FAQs

How do I take care of my roses?

There are 3 steps.

Step 1- Use a clean vase. If you use the vase often for cut flowers, then you want to put it through the dishwasher( careful-on't crack the glass) or wash it with soapy water, rinse, then splash some chlorox in it, and rinse again.

Step 2- Fill the vase ~ to 2/3 full with hot water from the tap. Careful- not so hot that you crack the vase, but as hot as the water that you wash pots and pans with. Then add the flower food that we provide.

Step 3- Trim and cut the stems one at a time. Trim means to remove the stems that will be in the water. They will get soggy after a few days, so remove them. Next cut the stem on a diagonal with a knife, that is best, or kitchen scissors to the length you like. If the thorns are a problem, use a kitchen towel or glove to hold them. As soon as the stem is cut, place it immediately in the water. No delays because the tip of the stem will start to air dry which means the stem may not draw water or get an air bubble.

Why do people tell me to use cold water?

When flowers come out of the greenhouse or a garden or even if you carry them home in very hot weather, they are hot.
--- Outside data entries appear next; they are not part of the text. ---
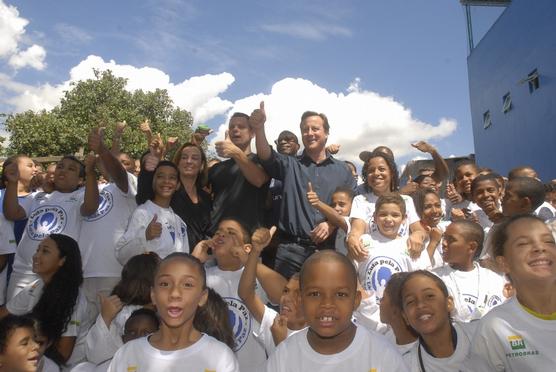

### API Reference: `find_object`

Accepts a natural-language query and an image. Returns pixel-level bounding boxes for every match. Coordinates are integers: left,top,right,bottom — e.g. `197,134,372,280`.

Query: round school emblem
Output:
27,205,68,240
363,256,402,302
224,297,251,352
85,189,114,222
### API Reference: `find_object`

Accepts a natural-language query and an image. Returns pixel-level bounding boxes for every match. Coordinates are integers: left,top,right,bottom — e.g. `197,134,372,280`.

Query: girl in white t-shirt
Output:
108,253,239,372
86,252,160,364
3,154,99,300
468,215,556,372
1,234,90,370
401,270,478,372
116,160,189,264
347,151,426,260
0,315,40,372
238,227,307,355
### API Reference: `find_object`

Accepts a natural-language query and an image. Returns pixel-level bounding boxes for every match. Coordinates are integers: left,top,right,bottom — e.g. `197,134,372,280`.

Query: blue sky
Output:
0,0,502,166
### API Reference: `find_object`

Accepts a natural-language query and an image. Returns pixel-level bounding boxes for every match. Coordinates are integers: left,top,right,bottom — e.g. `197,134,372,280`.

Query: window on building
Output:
483,110,492,129
502,92,512,114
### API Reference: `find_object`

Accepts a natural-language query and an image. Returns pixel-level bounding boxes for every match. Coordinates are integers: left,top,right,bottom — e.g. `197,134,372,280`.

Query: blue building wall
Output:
467,0,556,181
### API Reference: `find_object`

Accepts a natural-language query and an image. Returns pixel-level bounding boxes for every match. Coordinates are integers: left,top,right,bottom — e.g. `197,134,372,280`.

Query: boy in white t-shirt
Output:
357,193,418,303
192,219,284,372
4,154,99,300
266,251,407,372
433,220,506,322
78,129,137,319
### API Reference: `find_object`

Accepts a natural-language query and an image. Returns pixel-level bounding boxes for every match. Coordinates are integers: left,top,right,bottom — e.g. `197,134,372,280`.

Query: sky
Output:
0,0,503,168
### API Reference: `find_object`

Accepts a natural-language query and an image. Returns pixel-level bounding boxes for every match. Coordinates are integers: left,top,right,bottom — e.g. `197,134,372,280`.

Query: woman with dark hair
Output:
347,150,426,259
116,160,189,265
136,142,212,247
0,234,90,370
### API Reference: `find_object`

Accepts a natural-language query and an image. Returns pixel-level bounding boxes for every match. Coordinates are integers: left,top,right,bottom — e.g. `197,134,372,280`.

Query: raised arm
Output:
215,131,269,187
3,161,27,221
81,152,99,216
249,102,272,161
411,141,449,183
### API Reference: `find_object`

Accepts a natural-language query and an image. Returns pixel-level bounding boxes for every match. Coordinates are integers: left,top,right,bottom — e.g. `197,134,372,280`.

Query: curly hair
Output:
31,234,83,363
361,149,400,191
112,252,160,305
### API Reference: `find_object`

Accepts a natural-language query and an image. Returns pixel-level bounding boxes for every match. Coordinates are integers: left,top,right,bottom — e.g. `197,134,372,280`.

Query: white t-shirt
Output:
357,232,417,303
207,266,267,372
13,188,85,275
266,327,408,372
116,200,189,265
466,297,556,372
253,305,300,355
349,192,420,237
6,279,91,367
79,173,137,278
108,334,239,372
404,323,476,372
433,263,506,322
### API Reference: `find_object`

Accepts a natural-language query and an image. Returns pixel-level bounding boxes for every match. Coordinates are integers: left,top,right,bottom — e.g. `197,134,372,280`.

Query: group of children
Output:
0,115,556,372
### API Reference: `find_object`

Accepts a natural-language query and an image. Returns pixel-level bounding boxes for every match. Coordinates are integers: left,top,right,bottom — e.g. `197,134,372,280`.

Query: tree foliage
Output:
5,71,192,157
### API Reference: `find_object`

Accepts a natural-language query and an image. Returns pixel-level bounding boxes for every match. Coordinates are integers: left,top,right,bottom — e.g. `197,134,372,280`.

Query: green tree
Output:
5,71,193,157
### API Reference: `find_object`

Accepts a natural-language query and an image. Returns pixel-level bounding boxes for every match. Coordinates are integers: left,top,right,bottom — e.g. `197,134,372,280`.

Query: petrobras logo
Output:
85,189,114,222
363,256,402,302
224,297,251,352
27,205,68,240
Flowers want to be 60 to 70 degrees not 80, 90 or 100. So to cool down, they transpire a lot of water. After a certain point they run out of free water, and start to wilt. They are not dead at this point, just soft. So you want to condition and hydrate your flowers by plunging them up to their buds in cold water and leaving them there for 20-30 minutes. You can lay them in the sink or put them in a bucket, just leave the buds out. Later, follow the 3 steps for taking care of your roses.

Which flowers get hot water and which get cool water?

Flowers with woody stems, like roses and hydrangea, are placed in hot water. Flowers with softer, herbaceous stems like dahlias, anemones, and sweet peas are placed in slightly warm water. It is all physics. Woody stems use hot water because it drives into the stem better and reduces the chance for air bubbles.

Why do I cut the stem on a diagonal?

If you cut the stem straight across, you may block the flow of water into the stem when it touches the bottom of the vase. Physiologically, it makes no difference how you cut the stem. The area available to take up water remains the same.